Record a drive
Once you tap START on the home screen, LearnerLog flips into recording mode. Your phone becomes a quiet co-pilot — it watches the GPS, logs the route, and counts minutes so you don't have to.
- 1 Recording banner. A red bar across the top shows that GPS is on and minutes are being logged. The timer keeps running even if you lock your phone — a permanent notification keeps the recording alive in the background.
- 2 Elapsed time and distance. Total time since you tapped START and total miles driven so far. Updates live.
- 3 Session progress toward the daily cap. Texas credits at most 60 minutes per day. This bar fills as the drive accumulates, with tick marks at 15, 30, 45, and 60 minutes. Once it hits 60, further minutes still record but don't add to progress. See the credit cap guide for why.
- 4 STOP. Ends the drive and opens the Trip Summary. Tap it when your teen has parked and the practice session is done.
What's on the map
The map is centered on your teen's current location, with a blue dot marking where they are right now. As they drive, a colored line traces the route, and the color changes when the average speed crosses a category threshold — orange-ish for expressway, warmer teal for city, and so on. You don't have to do anything with the map; it's there to reassure you the GPS is working.

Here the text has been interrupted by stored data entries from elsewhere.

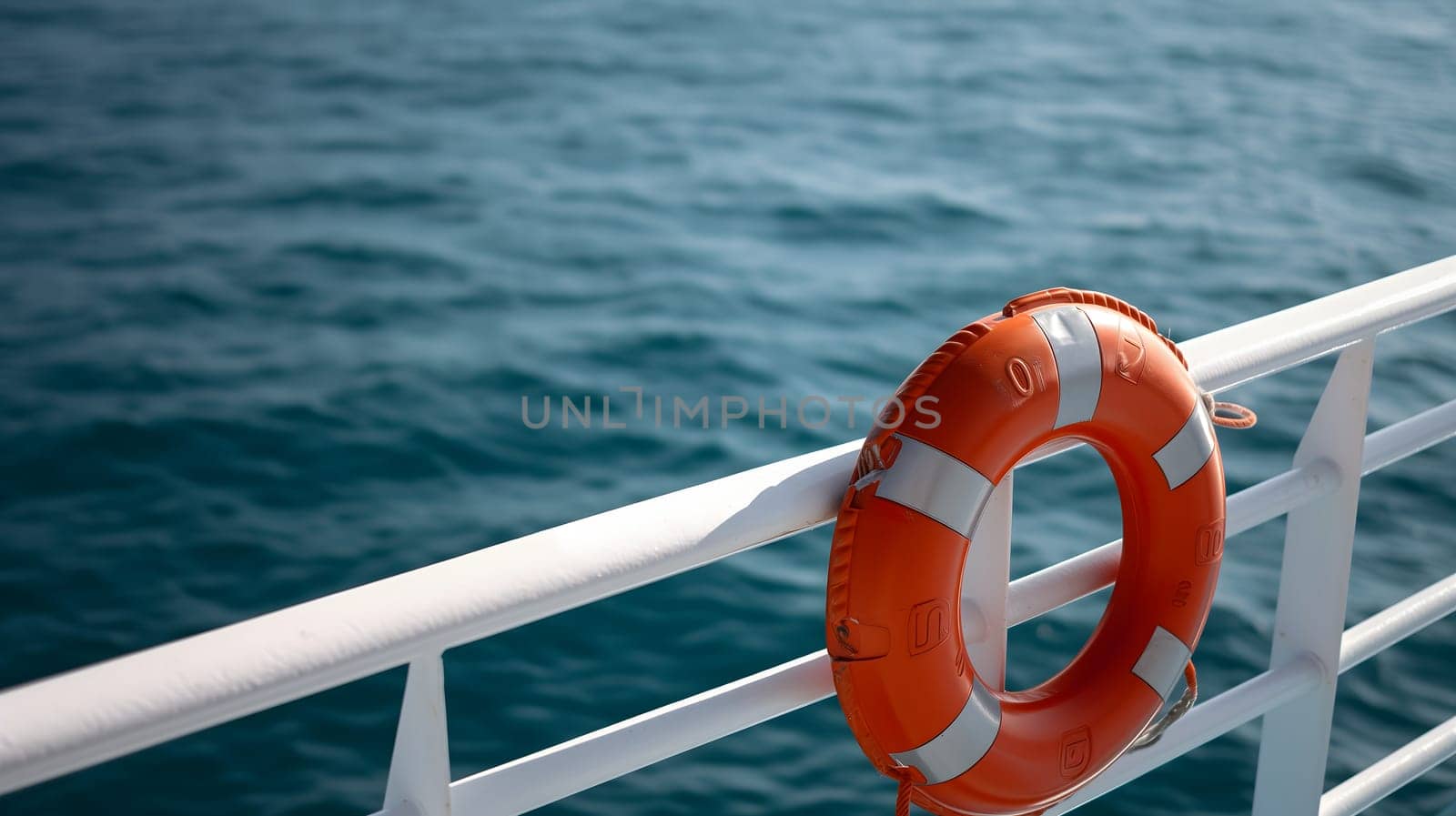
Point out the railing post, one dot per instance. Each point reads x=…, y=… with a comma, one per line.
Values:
x=983, y=588
x=420, y=769
x=1314, y=582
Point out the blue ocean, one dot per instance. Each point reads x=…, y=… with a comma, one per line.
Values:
x=276, y=278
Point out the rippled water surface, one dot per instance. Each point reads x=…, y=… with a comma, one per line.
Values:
x=274, y=278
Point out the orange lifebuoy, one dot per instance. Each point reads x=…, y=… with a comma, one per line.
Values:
x=1053, y=364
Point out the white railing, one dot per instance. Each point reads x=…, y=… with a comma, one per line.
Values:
x=92, y=714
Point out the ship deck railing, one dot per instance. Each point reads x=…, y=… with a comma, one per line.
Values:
x=62, y=725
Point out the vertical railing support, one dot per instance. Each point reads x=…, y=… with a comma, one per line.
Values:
x=1314, y=580
x=983, y=588
x=420, y=769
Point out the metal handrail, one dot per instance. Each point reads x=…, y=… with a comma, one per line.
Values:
x=92, y=714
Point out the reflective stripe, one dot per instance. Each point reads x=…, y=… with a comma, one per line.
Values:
x=963, y=743
x=1079, y=361
x=1162, y=662
x=936, y=485
x=1186, y=453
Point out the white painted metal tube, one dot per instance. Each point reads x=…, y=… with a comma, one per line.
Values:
x=1390, y=774
x=102, y=711
x=568, y=769
x=575, y=765
x=1400, y=439
x=1222, y=359
x=1394, y=624
x=111, y=709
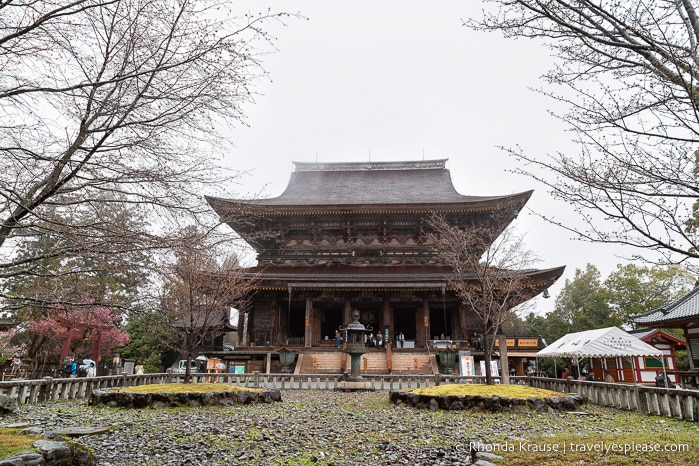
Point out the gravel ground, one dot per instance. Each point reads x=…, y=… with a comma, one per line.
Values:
x=308, y=427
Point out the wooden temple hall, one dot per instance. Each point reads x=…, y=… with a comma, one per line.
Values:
x=346, y=236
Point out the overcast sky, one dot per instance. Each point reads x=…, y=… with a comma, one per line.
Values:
x=404, y=80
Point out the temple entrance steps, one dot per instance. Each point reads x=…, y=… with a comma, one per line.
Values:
x=373, y=362
x=320, y=363
x=407, y=363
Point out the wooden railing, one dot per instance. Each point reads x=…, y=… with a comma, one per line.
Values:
x=669, y=402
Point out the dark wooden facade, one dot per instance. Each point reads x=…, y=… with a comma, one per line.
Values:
x=354, y=236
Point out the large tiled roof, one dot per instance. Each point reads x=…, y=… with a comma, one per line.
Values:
x=685, y=308
x=372, y=183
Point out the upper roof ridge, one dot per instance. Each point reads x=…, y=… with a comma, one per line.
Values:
x=360, y=166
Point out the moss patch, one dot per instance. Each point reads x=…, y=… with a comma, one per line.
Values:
x=502, y=391
x=185, y=388
x=12, y=442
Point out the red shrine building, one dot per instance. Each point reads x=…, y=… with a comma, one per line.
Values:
x=355, y=236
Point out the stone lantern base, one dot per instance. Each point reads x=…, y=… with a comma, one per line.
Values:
x=348, y=386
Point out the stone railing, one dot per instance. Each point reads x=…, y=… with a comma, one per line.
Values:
x=669, y=402
x=53, y=389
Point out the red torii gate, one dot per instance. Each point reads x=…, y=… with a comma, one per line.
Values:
x=80, y=330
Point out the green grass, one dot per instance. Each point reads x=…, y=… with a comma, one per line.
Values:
x=12, y=442
x=503, y=391
x=186, y=388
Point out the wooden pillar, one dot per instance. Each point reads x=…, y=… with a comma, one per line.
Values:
x=504, y=362
x=242, y=329
x=308, y=334
x=347, y=312
x=690, y=354
x=463, y=326
x=423, y=323
x=387, y=318
x=274, y=329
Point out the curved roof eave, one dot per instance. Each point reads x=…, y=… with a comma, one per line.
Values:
x=465, y=204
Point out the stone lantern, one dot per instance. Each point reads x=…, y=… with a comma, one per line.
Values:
x=355, y=333
x=286, y=359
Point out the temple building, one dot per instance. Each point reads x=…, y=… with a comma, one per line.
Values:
x=346, y=236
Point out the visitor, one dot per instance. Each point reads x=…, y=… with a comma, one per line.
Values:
x=662, y=381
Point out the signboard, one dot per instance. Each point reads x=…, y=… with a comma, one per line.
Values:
x=493, y=368
x=467, y=365
x=528, y=342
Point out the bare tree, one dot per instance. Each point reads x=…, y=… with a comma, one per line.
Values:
x=628, y=73
x=491, y=283
x=200, y=287
x=115, y=101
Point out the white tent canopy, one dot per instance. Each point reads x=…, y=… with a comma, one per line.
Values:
x=598, y=343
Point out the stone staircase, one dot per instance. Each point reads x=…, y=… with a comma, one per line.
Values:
x=413, y=363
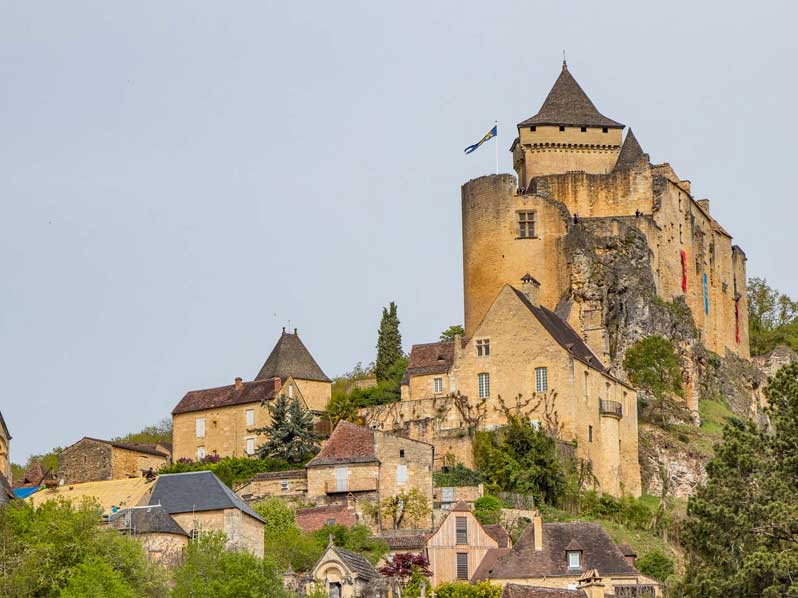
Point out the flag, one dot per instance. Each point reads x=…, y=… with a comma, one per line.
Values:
x=489, y=135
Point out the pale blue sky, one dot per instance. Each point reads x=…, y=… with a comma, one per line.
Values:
x=179, y=179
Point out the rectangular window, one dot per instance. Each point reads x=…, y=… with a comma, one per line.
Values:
x=401, y=474
x=573, y=559
x=541, y=379
x=462, y=565
x=526, y=225
x=461, y=529
x=483, y=382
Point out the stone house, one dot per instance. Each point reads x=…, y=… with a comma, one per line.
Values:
x=346, y=574
x=522, y=348
x=222, y=421
x=559, y=555
x=200, y=502
x=162, y=538
x=91, y=459
x=370, y=466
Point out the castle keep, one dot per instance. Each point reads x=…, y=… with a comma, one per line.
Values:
x=588, y=250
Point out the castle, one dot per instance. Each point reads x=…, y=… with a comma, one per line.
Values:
x=561, y=264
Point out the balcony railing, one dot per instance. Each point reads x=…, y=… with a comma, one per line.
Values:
x=611, y=408
x=367, y=485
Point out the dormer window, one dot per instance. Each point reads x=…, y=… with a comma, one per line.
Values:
x=574, y=559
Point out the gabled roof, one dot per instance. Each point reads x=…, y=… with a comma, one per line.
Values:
x=290, y=357
x=630, y=152
x=598, y=552
x=356, y=563
x=568, y=104
x=128, y=446
x=561, y=332
x=153, y=519
x=429, y=358
x=196, y=491
x=347, y=444
x=225, y=396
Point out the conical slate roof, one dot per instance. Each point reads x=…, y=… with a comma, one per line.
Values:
x=631, y=152
x=568, y=104
x=290, y=357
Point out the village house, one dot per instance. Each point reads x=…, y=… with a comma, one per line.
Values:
x=159, y=534
x=520, y=349
x=200, y=502
x=223, y=421
x=559, y=555
x=92, y=460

Speed and category in real time
Below the map you'll see:
- Current speed (mph). Big and easy to glance at. This is the phone's GPS speed, not the car's speedometer.
- Category chip. What LearnerLog thinks the current stretch is — Residential, City, or Expressway — based on rolling average speed. It can change mid-drive as traffic and speed change; that's fine. Final categories are decided and editable after you stop.
Keeping the recording running
LearnerLog records in the foreground even when your phone screen is off, thanks to a persistent notification. A few things to know:
- Don't swipe the LearnerLog notification away — it's what keeps the recording alive.
- Android battery-saver modes can pause background apps. If you notice gaps in your routes, allow LearnerLog to run unrestricted in your phone's battery settings.
- Airplane mode is fine. GPS works without cell signal, so you can record in rural areas without data.
What happens when you stop
Tapping STOP takes you straight to the Trip Summary. The app slices the drive into practice-activity segments using speed data, labels each one, and drops the whole thing into Progress. You can leave as-is or adjust on that screen.